Another mid-winter, another Christmas, another funeral. There was snow instead of rain – a nominal improvement. My feet were cold instead of wet. Perhaps I would catch pneumonia this time. It was a distant possibility. More possible than his promises. Everything had become nothing and I was left here to pick up the pieces. How many more funerals before I learnt my lesson, before I understood all the things he’d said?

I think I only hated him because I loved him. Cause and effect instead of dichotomy.

Should I have felt regret? Sorrow? What was the mourning process? Ought I wear black like a widowed Victoria, retreating into myself where a part of him still lived? No pictures, no mementos, only what I could hold in my memory, and that was never as much as I needed.

Why was it I could only admit the truth when it was too late? Or had I always known?

The idea of need was one I couldn’t grasp when it came to him. We could be apart for so long, thinking only of our work and our purpose. We could be just friends, talk like colleagues, act like there was nothing but time between us. What did that mean? Was it not true love when it could lie dormant, like it never existed? It would take an accident: an unexpected meeting in an unexpected place, a misplaced word that meant something other than what it was, a shared glance that revealed everything and nothing.

The ground was cold, and so was I. How much of me had they buried with him?

Things had changed since that quiet night among the hills. He had forgotten before me, and that was the worst thing of all. Was it more important that I’d always remembered, that I could remain to keep him alive in whatever part of me was left? It couldn’t be, not when I saw his dying face in my mind, flashing past over and over while his living self faded from memory. Why is it so much easier to remember death than life?
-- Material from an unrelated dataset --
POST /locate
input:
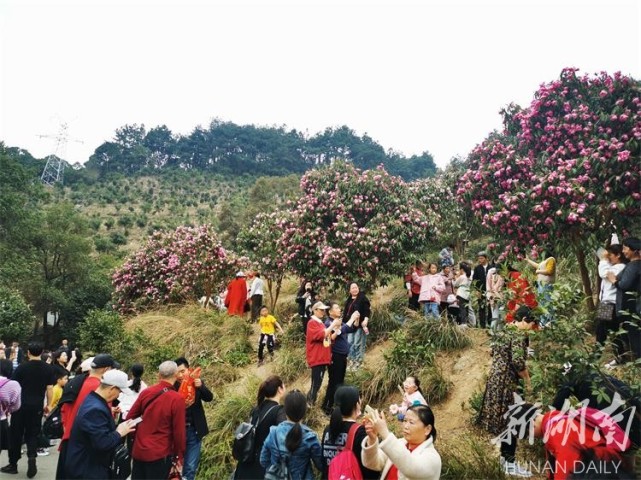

Silence was my only companion now.

The others left. I had not even heard their voices, felt their warmth around me. They would be useless in his absence. I would always be cold. Even the tears froze upon my cheeks, and as the ice reached my heart, I knew that I was the only person who had made him cry.

I left more than my footprints at that grave.

Someone else was waiting at the gate. He did not need to hide in the shadows, nor was he anyone’s shadow. He was not one I could confide all my feelings in and however much he observed my actions, he would never see what Grimm had. Greatness could only take a wizard so far, and not always into the heart of a witch.

“There was no need to wait for me, Albus.” My voice took on the flavour of the snow.

The lack of twinkle in his eye was a relief. “Tiberius will be missed by many.”

I looked back at the grave. The letters carved into the stone were outlined by stray snowflakes. Voices from a time past drifted over the hills.

“I would miss you.”

“Oh?”


A corner of my mouth rose. Only one would have called it a smile.

“Yes,” I said. “Reasonably.”

Albus nodded, but he did not have the same meaning for those words as I did. Those words were everything. They were all I had left.